But in many civilian jobs, Croft says, while there is a rulebook, the response to it is, “Who cares?”

“Some of the structure and discipline that we veterans are used to in the military are not as present in the civilian sector,” says Richardson, who served 11 years before retiring as a sergeant. “We have to accept that some of our civilian counterparts may not be as ‘motivated.’”

Unemployment rates among military veterans who served since 2001 worsened slightly last year. The U.S. Bureau of Labor Statistics found that 12.1 percent of this group of veterans — considered Gulf War-era II veterans — were unemployed in 2011. This increase comes at a time when the unemployment rate for non-veterans decreased over the same time period.

Croft thinks employers are hesitant about hiring veterans for several reasons.

Reservists, or those in the National Guard who were deployed, may find difficulties being hired or rehired. Typically, they signed up for limited service time, usually on select weekends. Yet, many guardsmen and reservists found themselves deployed, sometimes more than once.

“Businesses don’t want to hire you anymore because you keep getting redeployed,” Croft says. He adds that, technically, they cannot be fired from their previous jobs, but are sometimes pushed out in other ways. In addition, they do not have the same benefits and job security as their full-time military colleagues.

Croft finds that the fear of post-traumatic stress disorder, or PTSD, also causes employers to pause before hiring veterans.

“Are they going to come in and blow the place up?” Croft says as an example of an employer’s worry. He adds that the reported ambush by Army Sergeant Robert Bales in Afghanistan — which involved shooting and stabbing several men, women and children — makes employers even more cautious about veterans, especially those with PTSD.

“Unless we educate employers about PTSD, it could backfire,” he says. ”[Those killings] are not simply PTSD. Something else went on with Sergeant Bales. I don’t want an employer to get the idea not to hire a veteran because they’re going to behave like him.”

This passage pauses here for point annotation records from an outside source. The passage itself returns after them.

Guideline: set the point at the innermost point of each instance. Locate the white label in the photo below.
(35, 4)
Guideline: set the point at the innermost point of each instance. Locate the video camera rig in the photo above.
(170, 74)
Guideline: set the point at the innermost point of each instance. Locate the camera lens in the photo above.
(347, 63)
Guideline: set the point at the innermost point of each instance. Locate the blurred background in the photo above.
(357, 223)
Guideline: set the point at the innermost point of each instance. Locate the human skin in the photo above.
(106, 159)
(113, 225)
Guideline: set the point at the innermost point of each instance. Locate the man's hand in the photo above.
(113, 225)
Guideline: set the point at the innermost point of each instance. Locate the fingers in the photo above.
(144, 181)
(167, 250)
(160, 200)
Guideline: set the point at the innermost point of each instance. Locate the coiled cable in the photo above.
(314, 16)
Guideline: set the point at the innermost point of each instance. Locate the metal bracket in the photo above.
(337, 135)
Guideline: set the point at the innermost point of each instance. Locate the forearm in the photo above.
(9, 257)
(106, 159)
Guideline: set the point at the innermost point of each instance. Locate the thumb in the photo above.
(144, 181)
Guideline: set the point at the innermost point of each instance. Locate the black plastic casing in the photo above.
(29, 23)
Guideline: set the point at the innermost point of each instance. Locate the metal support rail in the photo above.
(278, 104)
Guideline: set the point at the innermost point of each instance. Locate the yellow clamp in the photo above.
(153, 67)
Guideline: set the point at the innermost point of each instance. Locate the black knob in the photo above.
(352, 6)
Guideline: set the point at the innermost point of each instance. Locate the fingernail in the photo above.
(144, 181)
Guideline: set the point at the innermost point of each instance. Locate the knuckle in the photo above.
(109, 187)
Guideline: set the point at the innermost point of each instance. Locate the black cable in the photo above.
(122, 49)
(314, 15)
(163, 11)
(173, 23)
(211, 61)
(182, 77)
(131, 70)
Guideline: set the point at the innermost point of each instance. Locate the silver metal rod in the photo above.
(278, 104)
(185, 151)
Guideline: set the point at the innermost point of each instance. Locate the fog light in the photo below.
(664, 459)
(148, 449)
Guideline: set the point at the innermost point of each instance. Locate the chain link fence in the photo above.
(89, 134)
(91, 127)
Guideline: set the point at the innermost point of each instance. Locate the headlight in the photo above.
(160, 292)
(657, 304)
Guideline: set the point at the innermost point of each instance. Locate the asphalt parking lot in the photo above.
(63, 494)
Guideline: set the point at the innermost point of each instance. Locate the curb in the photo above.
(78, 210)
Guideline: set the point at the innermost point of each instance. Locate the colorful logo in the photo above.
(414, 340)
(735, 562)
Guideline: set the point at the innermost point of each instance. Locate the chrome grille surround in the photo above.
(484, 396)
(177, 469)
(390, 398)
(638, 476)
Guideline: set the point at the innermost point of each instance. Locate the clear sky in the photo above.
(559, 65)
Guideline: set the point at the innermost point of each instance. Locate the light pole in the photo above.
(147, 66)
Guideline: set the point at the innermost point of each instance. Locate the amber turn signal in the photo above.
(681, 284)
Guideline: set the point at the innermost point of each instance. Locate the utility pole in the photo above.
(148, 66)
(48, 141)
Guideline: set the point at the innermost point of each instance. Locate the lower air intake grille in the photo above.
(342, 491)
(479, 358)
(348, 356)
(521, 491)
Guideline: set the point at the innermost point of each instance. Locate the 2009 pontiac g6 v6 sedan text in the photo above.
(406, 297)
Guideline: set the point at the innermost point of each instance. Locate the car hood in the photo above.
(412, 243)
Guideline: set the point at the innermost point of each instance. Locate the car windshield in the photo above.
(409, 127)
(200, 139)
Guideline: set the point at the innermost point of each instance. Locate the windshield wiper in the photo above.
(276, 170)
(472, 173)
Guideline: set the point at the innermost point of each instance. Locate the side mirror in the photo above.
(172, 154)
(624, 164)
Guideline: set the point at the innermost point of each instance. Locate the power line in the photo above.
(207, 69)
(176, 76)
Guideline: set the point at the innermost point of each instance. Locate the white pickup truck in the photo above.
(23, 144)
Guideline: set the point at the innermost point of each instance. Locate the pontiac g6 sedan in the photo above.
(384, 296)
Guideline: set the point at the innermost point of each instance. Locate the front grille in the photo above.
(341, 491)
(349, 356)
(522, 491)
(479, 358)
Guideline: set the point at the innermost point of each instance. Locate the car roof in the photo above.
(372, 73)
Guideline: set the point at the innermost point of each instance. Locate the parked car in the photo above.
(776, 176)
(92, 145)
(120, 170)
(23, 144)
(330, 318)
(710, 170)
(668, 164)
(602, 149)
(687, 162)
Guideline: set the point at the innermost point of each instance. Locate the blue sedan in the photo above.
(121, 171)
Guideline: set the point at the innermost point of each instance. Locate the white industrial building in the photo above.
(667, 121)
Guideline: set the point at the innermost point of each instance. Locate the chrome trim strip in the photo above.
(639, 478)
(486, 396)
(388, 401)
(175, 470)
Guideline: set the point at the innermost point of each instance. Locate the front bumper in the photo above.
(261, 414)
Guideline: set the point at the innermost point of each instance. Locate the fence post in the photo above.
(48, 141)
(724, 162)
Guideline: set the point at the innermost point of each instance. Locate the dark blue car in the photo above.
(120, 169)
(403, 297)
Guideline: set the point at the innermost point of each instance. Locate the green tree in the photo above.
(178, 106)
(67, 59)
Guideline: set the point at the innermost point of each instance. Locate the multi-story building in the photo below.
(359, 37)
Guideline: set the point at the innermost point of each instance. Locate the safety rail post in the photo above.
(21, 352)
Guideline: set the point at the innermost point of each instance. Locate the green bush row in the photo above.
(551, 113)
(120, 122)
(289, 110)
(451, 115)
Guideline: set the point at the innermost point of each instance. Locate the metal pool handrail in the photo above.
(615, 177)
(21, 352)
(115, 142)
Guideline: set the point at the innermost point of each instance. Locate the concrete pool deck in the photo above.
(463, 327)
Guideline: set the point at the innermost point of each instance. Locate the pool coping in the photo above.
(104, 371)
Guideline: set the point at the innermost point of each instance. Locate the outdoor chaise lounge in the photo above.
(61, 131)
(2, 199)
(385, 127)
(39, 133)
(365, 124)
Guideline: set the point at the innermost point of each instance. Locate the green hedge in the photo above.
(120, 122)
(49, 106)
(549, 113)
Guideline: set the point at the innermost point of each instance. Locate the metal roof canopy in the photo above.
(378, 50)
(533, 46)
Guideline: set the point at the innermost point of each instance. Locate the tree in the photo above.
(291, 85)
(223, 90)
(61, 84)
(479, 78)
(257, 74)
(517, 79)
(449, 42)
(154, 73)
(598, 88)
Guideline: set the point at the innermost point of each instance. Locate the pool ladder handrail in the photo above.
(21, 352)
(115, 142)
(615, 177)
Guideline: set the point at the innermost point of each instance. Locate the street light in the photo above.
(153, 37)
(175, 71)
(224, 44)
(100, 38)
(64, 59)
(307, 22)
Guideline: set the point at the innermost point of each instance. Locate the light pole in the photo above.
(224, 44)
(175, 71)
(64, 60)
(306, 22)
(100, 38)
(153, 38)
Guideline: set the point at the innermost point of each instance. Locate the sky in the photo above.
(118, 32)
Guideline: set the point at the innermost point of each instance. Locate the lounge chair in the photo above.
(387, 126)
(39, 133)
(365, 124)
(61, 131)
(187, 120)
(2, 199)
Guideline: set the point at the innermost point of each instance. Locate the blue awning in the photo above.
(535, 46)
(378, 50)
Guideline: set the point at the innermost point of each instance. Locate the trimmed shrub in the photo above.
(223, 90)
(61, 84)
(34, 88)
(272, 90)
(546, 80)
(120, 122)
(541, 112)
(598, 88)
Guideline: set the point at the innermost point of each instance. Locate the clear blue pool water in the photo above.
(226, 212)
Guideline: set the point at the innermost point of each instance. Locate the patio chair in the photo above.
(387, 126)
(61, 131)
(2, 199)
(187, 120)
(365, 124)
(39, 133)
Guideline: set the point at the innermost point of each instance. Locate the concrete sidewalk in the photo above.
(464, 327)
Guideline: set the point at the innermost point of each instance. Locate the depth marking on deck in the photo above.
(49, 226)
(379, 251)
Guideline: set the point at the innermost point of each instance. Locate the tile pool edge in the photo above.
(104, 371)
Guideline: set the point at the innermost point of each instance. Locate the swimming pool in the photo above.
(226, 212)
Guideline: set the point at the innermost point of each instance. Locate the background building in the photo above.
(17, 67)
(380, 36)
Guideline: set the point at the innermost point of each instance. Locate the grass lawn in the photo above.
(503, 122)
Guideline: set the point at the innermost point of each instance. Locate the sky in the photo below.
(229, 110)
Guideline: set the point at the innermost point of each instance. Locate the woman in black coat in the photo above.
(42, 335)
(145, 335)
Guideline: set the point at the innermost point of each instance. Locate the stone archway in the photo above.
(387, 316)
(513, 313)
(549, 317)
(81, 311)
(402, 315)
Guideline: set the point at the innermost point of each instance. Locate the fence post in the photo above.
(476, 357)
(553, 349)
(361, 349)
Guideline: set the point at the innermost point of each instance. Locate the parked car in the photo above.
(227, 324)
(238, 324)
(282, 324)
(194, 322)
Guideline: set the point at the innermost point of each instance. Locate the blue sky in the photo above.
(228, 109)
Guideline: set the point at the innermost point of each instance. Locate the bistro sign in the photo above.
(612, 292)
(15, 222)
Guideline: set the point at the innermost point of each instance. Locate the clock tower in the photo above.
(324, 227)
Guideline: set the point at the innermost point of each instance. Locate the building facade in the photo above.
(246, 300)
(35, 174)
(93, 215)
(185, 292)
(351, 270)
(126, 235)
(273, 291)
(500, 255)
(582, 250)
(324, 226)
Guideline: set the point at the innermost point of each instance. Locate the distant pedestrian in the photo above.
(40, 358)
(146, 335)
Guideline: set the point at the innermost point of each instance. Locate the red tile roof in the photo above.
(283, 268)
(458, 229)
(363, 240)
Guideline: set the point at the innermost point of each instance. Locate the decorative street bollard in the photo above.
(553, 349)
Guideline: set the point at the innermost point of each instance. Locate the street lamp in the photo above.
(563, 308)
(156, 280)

Croft says that PTSD does pose some unique problems, but they can be managed by an informed employer, and a mutually-beneficial working environment can ultimately be created.

With a recent push toward hiring veterans — such as Disney’s Heroes Work Here, which aims to hire at least 1,000 veterans over the next 3 years — the unemployment rate has already dropped to 7.6 this February.

“The cool thing is to hire veterans now. It’s patriotic, it’s cool. But, why do you want to hire vets?” Croft asks, “If you want to hire veterans because they have a skill set that will really help your business, that’s better.”

Hiring veterans into work cultures similar to the military is one consideration, says Croft. He also suggests hiring veterans in groups so the newly hired veterans have someone they know, who came from a similar work environment.

Mentoring by veterans who are already in the workplace can help brand new veterans know what they are going to face, he says.

“We’re going to have a ton of vets coming home as this thing winds down,” he says, and reminds us that there is still much work to be done to prepare them, and to understand the effects of these repeated deployments.